La mañana se escurre por el
imperceptible cuello del reloj de arena del existir. Anodino el tiempo en
silencio, almas que la vida ha dejado de llenar. Así pensaba Lola, la olla más
mayor, cuando decidió convocar en el camino a su hermana Luisa y a sus cuatro
primas, tan aburridas de su existencia que decidieron reunirse a deliberar
sobre su destino. Los susurrados
comentarios de Lola animaron la conversación convertida en un acalorado debate.
Aquellos maravillosos años de juventud en los que podían oír las risas de los
chiquillos, sentir las manos del ganadero en su piel metálica, como caricias
del trabajo de sol a sol. La leche tibia cayendo en sus entrañas, el jugueteo
entre ellas haciendo tintinear sus cuerpos ondulados, el olor de las cocinas de
leña y los deliciosos viajes en la vieja camioneta de pueblo en pueblo. El
sabor del resto de la leche cuajada hasta que el agua limpiaba sus entrañas. Y
ahora, solo el sol de los cortos veranos y los largos inviernos gélidos hacían
que en las mañanas aparecieran relucientes, espejos del pasado. Y la olla Lola animó a su hermana y sus
primas a emprender un viaje por el camino que conocían. Pero el miedo atenazó
al resto del grupo, pensando en la seguridad de les daba la esquina del casetón
donde dormitaban hacía algunos años.
Y Lola decidió partir sola entre
las lágrimas blanquecinas de su hermana y el enfado quisquilloso de sus
primas. Allí dejó sus recuerdos, su
afanosa y leal existencia cansada de que la familia que ocupó la vieja casa del
vaquero tiempo después de que muriera de una eterna tuberculosis, la llenara de
tierra para plantar en su boca helechos y ramilletes de absurdos ornamentos que
la convertían en un florero en el esperpéntico porche en el que los fines de
semana se reunían a comer con invitados que admiraban lo que no conocían.

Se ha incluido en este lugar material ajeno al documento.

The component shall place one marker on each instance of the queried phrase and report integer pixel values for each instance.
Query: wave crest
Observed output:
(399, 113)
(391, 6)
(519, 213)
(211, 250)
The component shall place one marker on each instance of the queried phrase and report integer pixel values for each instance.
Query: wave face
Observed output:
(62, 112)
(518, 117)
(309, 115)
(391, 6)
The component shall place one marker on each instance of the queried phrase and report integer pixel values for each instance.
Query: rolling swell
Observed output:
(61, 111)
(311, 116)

La olla sabía que el viaje era
largo. Los cinco kilómetros que separaban su casa de la del artesano eran un
viaje pesado. Cuando oía el ruido de un coche o los pasos de un vecino, corría
a apostarse junto al primer árbol que pillaba, o se pegaba al mojón más
cercano, como si estuviera colocada allí en espera de ser recogida, evitando
levantar sospechas. Pasaron dos semanas
hasta llegar a las puertas la casa de piedra que conocía de pasar muchas veces
frente a ella. Allí la encontró el viejo
Andrés, artesano de ollas desde que el tiempo es tiempo, al menos para Lola.
Sus manos largas, como sabios sarmientos de vid convertidos en vida acariciaron
el metal haciendo sonreír a la olla. Y agarrándola por sus asas, la llevó a su
taller.
La Luna esa noche lució llena,
ocupando la totalidad del ventanuco. Salpicó de luz la estancia, dejando ver
las ollas ferroviarias, los pucheros, durmiendo entre ronquidos metálicos,
suaves. Y entre destellos de blanca mirada de la dama de la noche, pudo ver el
brillo bronceado del alambique. Esbelto y orgulloso, la observaba divertido.
Lola se acercó hasta quedar a su lado. Sonrió la olla con curiosidad. Y él le contó que llevaba allí muchos años.
Su secreto ya no era el orujo, sino las mezclas que Andrés preparaba convertido
en viejo druida al dejar la lumbre y los martillos. Era cómplice de su
sabiduría, de los misterios de una naturaleza que se expresaba en sus
maceraciones, para después destilar sus elixires.
El alambique tenía en su panza
una mezcla de miel, bayas fermentadas, rosas, hojas de roble, aroma del sur,
hierba recién cortada, espuma de olas, raíz de mandrágora, picadura de rosas y
leche ordeñada al amanecer. Un goteo de
recuerdos, de anhelos, de amor que goteaba la fina desembocadura del esbelto
fabricante de amor. La olla Lola abrió su tapa, dejando que el goteo del
líquido elemento rompiera en el fondo de su alma hueca. La noche recogió su manto de estrellas con
pereza, empujada por un amanecer insolente como con prisas por crear su
escenario de belleza insultante. Cuando
el viejo Andrés abrió la puerta del taller miró sin encontrar.
-¿Dónde demonios se han metido
estos dos?
Nunca supo de ellos. Dicen los
dibujantes de mapas de vida, que allá donde no había caminos, ahora se abren
senderos de esperanza. Quizás por allí paseó el amor de la olla y el alambique.